In this work, we focus on the missing values problem in RUL prediction. A novel prediction model named SMTN is proposed to deal with this problem. There are two key parts in SMTN, namely spatiotemporal feature fusion module and multi-task learning module, the former one using the self-attention mechanism and classical LSTM to perform the feature fusion in space dimension and time dimension, the deep features and information can be fully exploit from the available data. The multi-task learning module try to learn a complete representation from the incomplete data by implement the missing values imputation task, and the complete representation are simultaneously used for RUL prediction under missing values. Experiments conducted on C-MAPSS verified the effectiveness of SMTN.

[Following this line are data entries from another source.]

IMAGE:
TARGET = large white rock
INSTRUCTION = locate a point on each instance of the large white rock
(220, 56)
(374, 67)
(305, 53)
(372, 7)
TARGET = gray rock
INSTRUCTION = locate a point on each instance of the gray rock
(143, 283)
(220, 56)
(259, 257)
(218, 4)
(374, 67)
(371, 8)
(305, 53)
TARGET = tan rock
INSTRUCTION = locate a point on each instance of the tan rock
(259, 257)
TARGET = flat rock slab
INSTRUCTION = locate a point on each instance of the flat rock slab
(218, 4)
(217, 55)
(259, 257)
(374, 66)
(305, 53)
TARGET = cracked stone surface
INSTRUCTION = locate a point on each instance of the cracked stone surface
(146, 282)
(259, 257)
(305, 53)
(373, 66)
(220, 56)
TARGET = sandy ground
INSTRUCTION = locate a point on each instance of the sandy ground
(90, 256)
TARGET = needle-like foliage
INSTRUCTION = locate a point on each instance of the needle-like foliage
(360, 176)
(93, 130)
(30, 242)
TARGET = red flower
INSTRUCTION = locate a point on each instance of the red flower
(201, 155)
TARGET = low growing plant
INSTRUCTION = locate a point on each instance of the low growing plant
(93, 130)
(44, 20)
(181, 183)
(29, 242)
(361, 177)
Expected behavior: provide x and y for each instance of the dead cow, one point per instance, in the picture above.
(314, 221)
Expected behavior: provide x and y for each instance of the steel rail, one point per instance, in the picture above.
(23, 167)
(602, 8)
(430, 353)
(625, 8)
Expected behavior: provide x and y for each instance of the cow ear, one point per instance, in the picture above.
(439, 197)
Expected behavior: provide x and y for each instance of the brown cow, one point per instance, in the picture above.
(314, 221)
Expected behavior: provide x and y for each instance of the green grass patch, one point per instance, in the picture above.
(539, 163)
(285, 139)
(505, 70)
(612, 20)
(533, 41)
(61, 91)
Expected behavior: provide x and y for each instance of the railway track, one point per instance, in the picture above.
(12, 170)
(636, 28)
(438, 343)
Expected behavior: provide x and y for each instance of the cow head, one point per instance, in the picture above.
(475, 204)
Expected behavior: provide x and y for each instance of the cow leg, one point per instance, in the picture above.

The performance of RUL prediction under missing values can be effectively improved, which is conducive to the application of RUL prediction in wider industrial scenarios, this will further improve the intelligence level of industrial maintenance and management. In future work, we will focus on the high performance RUL prediction under sensor faults which is a more common problem in real industrial applications.